Albania marks independence with giant cake and quarrels
TIRANA (Reuters) - The foreign minister of neighbouring Greece boycotted festivities on Wednesday marking 100 years of Albania's independence after its prime minister hailed a town over the border as "Albanian lands".
Reflecting the delicate nature of Balkan politics after the wars that split Yugoslavia, the president of Macedonia also stayed away after the car of his prime minister was hit with eggs and its flag burned in Tirana during a visit last week.
Ethnic Albanians from across the region meanwhile celebrated in the national colours of red and black with a 14 tonne cake and bushy moustaches to honour the founding fathers.
Albanian Prime Minister Sali Berisha's remarks were in a text he sent to a museum on Tuesday evening to mark the 100th anniversary of Albanian independence from Ottoman rule and honour the founder of modern Albania, Ismail Qemali.
In the statement, he referred to "the Albania of all the Albanian lands from Preveza to Presevo, Skopje to Podgorica".
Preveza is part of the northern Greek province of Epirus, where some ethnic Albanians lived before World War Two. Greece is Albania's second trading partner and its biggest foreign investor. Both countries are now NATO members
Skopje is the capital of Macedonia and Podgorica the capital of Montenegro, both bordering Albania. Presevo is in southern Serbia close to the border with ethnic Albanian-majority Kosovo.
"Such comments do not help in fostering a climate of friendship, trust and good-neighbourly relations between the two countries," the Greek Foreign Ministry said, adding Foreign Minister Dimitris Avramopoulos had scrapped his trip over the matter.
Berisha's office sought to play down the spat, saying he was referring to the "historical context of a 100 years ago" and that did not "express any territorial claim to our neighbours in the south, north or east".
Former foreign minister Paskal Milo, a historian, also sought to play down its impact, saying whoever heard Albanians celebrating should not misinterpret their comments.

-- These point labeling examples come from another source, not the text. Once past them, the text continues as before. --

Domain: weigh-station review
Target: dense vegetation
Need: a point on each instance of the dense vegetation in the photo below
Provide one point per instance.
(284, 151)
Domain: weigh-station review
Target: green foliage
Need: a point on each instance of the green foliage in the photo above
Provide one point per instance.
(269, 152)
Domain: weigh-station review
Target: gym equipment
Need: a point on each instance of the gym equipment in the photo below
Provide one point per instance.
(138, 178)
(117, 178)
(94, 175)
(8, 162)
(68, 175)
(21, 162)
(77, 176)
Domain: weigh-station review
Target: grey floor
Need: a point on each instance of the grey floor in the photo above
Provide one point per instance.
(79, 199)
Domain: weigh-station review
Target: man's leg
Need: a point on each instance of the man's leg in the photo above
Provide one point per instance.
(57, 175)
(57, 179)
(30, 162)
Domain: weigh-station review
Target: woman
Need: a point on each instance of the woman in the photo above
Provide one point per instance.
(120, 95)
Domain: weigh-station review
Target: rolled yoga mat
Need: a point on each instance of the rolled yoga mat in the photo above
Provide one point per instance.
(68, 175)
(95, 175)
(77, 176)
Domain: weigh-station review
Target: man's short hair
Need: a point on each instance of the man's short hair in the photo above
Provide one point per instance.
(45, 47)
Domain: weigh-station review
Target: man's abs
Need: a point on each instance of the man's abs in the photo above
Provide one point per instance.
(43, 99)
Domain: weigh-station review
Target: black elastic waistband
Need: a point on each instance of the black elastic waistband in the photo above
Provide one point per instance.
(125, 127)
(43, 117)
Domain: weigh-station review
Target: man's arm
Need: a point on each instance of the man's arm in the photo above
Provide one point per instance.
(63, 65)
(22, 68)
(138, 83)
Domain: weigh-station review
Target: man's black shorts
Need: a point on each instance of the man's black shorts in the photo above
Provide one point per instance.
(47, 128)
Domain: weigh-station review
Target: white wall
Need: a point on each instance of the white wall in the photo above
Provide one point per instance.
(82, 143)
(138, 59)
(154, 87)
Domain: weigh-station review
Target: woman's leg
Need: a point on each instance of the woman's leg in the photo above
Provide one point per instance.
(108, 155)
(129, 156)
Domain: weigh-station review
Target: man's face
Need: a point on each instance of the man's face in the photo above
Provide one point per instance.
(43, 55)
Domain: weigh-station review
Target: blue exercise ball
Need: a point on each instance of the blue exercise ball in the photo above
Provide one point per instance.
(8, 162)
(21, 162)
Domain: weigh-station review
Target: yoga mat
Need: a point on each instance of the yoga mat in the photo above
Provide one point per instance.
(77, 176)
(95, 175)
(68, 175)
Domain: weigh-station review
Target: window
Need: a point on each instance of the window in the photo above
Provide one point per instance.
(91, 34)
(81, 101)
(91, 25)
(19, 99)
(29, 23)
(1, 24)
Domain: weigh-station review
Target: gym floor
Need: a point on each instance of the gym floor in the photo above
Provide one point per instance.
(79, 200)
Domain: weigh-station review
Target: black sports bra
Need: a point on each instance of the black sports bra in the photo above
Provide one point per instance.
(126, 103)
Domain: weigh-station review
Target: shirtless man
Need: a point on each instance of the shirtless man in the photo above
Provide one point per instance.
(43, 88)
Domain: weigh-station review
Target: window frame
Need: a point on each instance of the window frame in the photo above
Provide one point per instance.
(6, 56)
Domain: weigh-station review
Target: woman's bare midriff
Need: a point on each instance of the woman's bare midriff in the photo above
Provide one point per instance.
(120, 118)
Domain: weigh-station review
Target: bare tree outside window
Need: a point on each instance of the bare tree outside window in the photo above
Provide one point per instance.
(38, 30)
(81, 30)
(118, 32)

Nationalists in Greece and Albania had long made claims on their respective lands. But relations between the Balkan neighbours have significantly improved since they signed a friendship treaty in 1996.
Last month, however, Greece had to apologise to Albania for placing its red flag depicting a black, double-headed eagle, upside down during a visit by its foreign minister to Athens.
Albanians are by far the largest group of foreign workers in Greece - estimated at up to 800,000 in a country of 11 million people - and have been among the first to feel the hit from the deep Greek economic crisis.
Hundreds of thousands of ethnic Albanians from Kosovo, Macedonia and Montenegro partied along with Albanians in the capital Tirana and the coastal town Vlore, where independence was declared.
Some scooped chunks up of the giant cake with both hands and tossed pieces to friends and into the air.
In Kosovo, some sported moustaches to mark the day.
"I have grown my moustache to respect the men who declared independence in 1912 because most of them had moustache," said Kosovo Albanian Kreshnik Berisha in Pristina.
The small Balkan country on the shores of the Adriatic turned into the battlefield for the belligerents of World War One and only began functioning as a state in the early 1920s.
The self-proclaimed King Zog brought order and started reforms but also led the country into the influence of Italy and he fled shortly before the Italians occupied Albania during World War Two.
Stalinist hardliner Enver Hoxha later established an isolationist communist rule for more than four decades until communism crumbled in 1990, causing an exodus of Albanians.